As far as I can tell, the traditional way to provide redundancy for ldap is on the client side -- ldap.conf contains urls for multiple ldap servers and the client is meant to deal with fail-overs. Experience (in the grid engine and elsewhere) shows that this doesn't actually work very well... it only fails over after time outs and errors and other messes.

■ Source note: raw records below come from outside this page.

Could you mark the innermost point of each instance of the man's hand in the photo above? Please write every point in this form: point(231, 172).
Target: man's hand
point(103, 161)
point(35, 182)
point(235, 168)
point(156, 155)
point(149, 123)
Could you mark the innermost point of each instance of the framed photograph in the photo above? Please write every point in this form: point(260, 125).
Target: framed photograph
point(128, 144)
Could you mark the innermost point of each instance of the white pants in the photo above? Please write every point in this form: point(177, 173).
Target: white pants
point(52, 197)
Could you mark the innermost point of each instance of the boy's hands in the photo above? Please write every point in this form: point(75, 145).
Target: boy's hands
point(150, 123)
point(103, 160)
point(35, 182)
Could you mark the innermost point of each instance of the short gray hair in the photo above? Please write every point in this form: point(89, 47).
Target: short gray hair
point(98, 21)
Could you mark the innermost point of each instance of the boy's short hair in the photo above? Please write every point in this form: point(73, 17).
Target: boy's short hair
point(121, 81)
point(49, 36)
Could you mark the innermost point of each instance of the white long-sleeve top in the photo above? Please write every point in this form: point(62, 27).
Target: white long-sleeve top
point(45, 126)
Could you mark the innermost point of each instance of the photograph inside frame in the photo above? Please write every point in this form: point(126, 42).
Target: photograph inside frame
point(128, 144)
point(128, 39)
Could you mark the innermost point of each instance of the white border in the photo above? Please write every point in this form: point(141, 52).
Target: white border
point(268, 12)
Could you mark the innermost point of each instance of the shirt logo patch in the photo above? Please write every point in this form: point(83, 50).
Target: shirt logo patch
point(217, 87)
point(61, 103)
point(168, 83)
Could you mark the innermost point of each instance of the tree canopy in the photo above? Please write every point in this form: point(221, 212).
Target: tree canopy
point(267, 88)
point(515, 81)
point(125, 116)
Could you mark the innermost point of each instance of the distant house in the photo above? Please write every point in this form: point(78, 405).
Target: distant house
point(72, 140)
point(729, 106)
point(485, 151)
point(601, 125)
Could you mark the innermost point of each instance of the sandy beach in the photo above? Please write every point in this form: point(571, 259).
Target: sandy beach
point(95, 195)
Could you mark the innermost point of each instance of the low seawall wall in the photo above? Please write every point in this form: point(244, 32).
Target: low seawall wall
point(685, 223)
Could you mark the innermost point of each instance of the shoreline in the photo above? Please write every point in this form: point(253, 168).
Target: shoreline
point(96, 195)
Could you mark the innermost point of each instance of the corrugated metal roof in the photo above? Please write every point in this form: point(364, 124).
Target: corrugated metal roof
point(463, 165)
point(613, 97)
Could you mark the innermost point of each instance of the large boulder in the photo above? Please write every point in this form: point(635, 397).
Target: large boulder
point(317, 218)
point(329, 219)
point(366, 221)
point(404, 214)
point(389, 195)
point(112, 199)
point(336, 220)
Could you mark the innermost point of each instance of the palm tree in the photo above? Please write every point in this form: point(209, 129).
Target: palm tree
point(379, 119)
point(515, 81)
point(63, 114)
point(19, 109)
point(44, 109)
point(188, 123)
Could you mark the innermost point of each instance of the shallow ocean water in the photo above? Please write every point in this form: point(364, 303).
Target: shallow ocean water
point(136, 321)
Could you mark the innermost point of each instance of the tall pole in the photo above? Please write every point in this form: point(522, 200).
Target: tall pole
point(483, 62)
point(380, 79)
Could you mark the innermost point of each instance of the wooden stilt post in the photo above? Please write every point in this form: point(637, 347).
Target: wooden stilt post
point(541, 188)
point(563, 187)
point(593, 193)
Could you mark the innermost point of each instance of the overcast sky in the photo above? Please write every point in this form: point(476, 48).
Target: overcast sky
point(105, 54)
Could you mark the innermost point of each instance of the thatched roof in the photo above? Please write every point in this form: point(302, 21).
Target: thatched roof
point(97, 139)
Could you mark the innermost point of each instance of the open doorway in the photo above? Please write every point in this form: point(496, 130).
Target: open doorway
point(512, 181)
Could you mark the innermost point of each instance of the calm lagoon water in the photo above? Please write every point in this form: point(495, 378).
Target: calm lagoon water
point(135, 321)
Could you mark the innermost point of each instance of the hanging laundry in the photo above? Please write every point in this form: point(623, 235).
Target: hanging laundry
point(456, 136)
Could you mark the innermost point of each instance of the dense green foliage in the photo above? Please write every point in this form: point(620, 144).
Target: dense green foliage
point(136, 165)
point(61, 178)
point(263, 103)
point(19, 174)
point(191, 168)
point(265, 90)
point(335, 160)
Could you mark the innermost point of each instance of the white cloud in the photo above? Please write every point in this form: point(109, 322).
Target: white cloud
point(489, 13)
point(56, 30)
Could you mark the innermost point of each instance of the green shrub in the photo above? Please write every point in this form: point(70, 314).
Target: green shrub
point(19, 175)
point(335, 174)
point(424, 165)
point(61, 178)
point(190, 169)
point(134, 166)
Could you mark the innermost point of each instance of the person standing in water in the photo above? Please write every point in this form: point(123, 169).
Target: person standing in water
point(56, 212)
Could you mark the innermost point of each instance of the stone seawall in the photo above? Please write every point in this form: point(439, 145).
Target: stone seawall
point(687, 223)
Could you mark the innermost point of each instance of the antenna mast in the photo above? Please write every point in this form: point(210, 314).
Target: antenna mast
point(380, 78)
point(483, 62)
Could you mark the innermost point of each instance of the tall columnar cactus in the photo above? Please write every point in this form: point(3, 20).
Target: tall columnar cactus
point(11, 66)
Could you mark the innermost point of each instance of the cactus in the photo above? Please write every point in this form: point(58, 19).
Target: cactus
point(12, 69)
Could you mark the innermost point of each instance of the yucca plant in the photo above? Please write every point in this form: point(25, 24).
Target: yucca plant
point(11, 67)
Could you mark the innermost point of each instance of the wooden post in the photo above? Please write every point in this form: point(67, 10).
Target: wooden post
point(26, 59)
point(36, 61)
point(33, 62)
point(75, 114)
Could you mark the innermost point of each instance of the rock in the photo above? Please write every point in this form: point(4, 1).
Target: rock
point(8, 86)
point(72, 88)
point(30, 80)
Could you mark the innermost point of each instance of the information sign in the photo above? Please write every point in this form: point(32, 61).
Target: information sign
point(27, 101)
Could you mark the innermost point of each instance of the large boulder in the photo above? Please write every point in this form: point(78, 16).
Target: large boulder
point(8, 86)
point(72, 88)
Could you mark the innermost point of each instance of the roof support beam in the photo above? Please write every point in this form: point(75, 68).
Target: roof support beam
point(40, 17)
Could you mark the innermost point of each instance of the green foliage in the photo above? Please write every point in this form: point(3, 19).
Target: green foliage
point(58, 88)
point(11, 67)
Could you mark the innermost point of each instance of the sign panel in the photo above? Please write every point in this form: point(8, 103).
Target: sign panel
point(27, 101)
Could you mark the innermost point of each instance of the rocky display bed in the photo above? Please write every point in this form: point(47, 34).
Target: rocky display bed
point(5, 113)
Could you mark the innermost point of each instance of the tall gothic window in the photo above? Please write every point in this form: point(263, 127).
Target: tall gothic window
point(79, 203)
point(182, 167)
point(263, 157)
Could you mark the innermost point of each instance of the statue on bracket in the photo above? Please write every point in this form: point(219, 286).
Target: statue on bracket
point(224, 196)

So, let's take this out of the clients' hands and put all ldap access behind a single service name and service IP. Then if we need to keep restarting ldap servers due to the memory leak, that instability will be less obvious to clients.

Event Timeline

Change 496007 had a related patch set uploaded (by Andrew Bogott; owner: Andrew Bogott):
[operations/dns@master] Service name and IPs for ldap-behind-lvs

https://gerrit.wikimedia.org/r/496007

Change 496065 had a related patch set uploaded (by Andrew Bogott; owner: Andrew Bogott):
[operations/puppet@production] Add an lvs service in front of our two ldap servers

https://gerrit.wikimedia.org/r/496065

Current plan is to add two new read-only hosts (on internal IPs) and put LVS in front of them, then use that endpoint exclusively for cloud VMs access.

Change 496007 merged by Andrew Bogott:
[operations/dns@master] Service name and IPs for ldap-behind-lvs

https://gerrit.wikimedia.org/r/496007

Change 496065 merged by Andrew Bogott:
[operations/puppet@production] Add lvs to the read-only ldap replicas

https://gerrit.wikimedia.org/r/496065

Change 496858 had a related patch set uploaded (by Andrew Bogott; owner: Andrew Bogott):
[operations/puppet@production] Add lvs to the read-only ldap replicas

https://gerrit.wikimedia.org/r/496858

Change 496858 merged by Andrew Bogott:
[operations/puppet@production] Add lvs to the read-only ldap replicas

https://gerrit.wikimedia.org/r/496858

There are now two read-only replicas in eqiad behind the endpoint ldap-ro.eqiad.wikimedia.org

Change 498343 had a related patch set uploaded (by Ema; owner: Ema):
[operations/puppet@production] lvs: fix ldap-ro and ldap-ro-ssl depool thresholds

https://gerrit.wikimedia.org/r/498343

Change 498343 merged by Ema:
[operations/puppet@production] lvs: fix ldap-ro and ldap-ro-ssl depool thresholds

https://gerrit.wikimedia.org/r/498343

Mentioned in SAL (#wikimedia-operations) [2019-03-22T11:18:51Z] <ema> lvs1005: bounce pybal to clear backends health icinga warning T218133

Mentioned in SAL (#wikimedia-operations) [2019-03-22T11:22:07Z] <ema> lvs1002: bounce pybal to clear backends health icinga warning T218133

This is running, and working OK. Our anti-memory-leak cron is still firing pretty often; maybe on the replicas it can depool before killing to prevent clients from getting unexpected disconnects...

Andrew claimed this task.

I can't remember why I didn't close this before.